I could not help smiling when I thought of the young lady
regretting that there was no man in the house who might help me
do something. What could anybody do in a case like this? I
turned and went into my house. I entered the various rooms on
the lower floor, and saw no signs of any particular damage,
except that everything movable in each room was jumbled together
against the front wall. But when I looked out of the back door I
found that the porch there was a good deal wrecked, which I had
not noticed before.
I went up-stairs, and found everything very much as it was
below. Nothing seemed to have been injured except the chimney
and the porches. I thanked my stars that I had used hard wood
instead of mortar for the ceilings of my rooms.
I was about to go into my bedroom, when I heard a woman
scream, and of course I hurried to the front. There on the back
porch of her house stood Mrs. Carson. She was a woman of middle
age, and, as I glanced at her, I saw where her daughter got her
good looks. But the placidity and cheerfulness of the younger
face were entirely wanting in the mother. Her eyes sparkled, her
cheeks were red, her mouth was partly opened, and it seemed to me
that I could almost see that her breath was hot.

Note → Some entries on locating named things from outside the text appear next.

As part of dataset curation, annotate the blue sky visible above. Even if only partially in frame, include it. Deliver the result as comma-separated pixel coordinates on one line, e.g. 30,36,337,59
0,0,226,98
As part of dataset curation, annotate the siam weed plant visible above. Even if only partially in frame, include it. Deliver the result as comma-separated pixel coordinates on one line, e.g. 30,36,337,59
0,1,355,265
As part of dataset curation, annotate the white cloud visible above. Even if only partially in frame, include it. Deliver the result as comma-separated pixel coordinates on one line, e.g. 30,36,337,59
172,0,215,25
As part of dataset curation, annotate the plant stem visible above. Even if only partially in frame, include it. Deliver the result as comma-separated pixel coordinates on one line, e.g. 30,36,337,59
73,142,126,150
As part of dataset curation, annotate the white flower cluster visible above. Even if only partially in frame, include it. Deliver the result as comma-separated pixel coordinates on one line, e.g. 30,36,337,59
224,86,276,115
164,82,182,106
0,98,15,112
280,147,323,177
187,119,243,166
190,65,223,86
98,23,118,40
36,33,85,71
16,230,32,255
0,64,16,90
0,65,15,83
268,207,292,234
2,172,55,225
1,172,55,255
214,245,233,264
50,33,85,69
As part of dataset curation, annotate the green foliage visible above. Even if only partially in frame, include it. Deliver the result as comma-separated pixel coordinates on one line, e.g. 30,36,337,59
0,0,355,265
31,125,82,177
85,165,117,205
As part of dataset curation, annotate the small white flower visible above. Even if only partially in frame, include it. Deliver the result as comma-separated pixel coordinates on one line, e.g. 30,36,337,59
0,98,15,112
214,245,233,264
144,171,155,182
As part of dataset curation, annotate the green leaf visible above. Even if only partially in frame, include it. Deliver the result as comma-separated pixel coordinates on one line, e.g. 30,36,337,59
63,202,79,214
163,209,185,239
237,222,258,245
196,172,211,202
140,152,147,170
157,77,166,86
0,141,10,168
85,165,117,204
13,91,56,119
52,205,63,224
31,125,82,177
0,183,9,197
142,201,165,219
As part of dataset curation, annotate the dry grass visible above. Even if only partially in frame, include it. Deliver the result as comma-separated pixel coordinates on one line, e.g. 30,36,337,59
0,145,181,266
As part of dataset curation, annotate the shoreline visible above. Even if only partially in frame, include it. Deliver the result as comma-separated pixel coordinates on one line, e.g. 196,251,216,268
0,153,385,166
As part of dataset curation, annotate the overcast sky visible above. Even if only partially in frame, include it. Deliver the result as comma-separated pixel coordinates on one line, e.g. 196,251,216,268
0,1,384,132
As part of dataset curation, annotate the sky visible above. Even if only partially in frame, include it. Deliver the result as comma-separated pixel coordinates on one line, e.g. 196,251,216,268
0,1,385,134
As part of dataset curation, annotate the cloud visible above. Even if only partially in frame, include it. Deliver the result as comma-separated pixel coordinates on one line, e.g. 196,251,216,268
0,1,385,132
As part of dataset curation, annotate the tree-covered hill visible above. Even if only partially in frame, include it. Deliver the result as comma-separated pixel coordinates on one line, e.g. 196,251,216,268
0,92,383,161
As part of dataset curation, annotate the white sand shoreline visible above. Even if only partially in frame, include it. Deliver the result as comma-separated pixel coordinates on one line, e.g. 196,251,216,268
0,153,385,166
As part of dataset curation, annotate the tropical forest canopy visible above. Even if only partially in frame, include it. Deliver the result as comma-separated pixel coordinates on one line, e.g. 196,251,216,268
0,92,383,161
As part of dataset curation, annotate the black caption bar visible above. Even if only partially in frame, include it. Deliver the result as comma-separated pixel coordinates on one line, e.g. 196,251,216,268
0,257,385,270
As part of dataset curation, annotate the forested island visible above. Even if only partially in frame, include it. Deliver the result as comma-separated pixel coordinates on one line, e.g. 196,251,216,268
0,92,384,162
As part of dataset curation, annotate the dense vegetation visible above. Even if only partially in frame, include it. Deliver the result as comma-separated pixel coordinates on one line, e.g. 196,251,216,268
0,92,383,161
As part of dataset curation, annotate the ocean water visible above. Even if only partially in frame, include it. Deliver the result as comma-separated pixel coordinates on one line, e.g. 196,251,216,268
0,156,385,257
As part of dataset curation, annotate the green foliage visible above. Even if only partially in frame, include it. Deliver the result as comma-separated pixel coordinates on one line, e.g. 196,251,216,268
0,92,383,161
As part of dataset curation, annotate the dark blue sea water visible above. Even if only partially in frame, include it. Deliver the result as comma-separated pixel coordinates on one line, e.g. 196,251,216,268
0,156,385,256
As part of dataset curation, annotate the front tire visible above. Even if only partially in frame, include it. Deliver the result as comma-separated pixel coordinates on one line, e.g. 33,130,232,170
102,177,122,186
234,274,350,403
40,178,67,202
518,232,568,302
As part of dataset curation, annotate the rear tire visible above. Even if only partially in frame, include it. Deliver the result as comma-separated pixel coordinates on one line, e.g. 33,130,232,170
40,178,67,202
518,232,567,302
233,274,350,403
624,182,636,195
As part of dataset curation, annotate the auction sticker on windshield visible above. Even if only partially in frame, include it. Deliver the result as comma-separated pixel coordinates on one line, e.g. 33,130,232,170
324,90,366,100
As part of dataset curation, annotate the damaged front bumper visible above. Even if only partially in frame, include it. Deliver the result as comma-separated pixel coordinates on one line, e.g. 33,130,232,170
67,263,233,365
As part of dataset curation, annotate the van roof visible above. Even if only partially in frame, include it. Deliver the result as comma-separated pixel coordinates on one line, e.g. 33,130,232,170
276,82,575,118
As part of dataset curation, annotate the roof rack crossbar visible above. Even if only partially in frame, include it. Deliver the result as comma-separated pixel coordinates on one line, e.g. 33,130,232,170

"Is this your house?" she cried, the moment her eyes fell
upon me. "And what is it doing here?" I did not immediately
answer, I looked at the angry woman, and behind her I saw,
through the open door, the daughter crossing the hallway. It was
plain that she had decided to let me have it out with her mother
without interference. As briefly and as clearly as I could, I
explained what had happened.
"What is all that to me?" she screamed. "It doesn't matter
to me how your house got here. There have been storms ever since
the beginning of the world, and I never heard of any of them
taking a house into a person's back yard. You ought not to have
built your house where any such thing could happen. But all this
is nothing to me. I don't understand now how your house did get
here, and I don't want to understand it. All I want is for you
to take it away."
"I will do that, madam, just as soon as I can. You may be
very sure I will do that. But--"
"Can you do it now?" she asked. "Can you do it to-day? I
don't want a minute lost. I have not been outside to see what
damage has been done, but the first thing to do is to take your
house away."
"I am going to the town now, madam, to summon assistance."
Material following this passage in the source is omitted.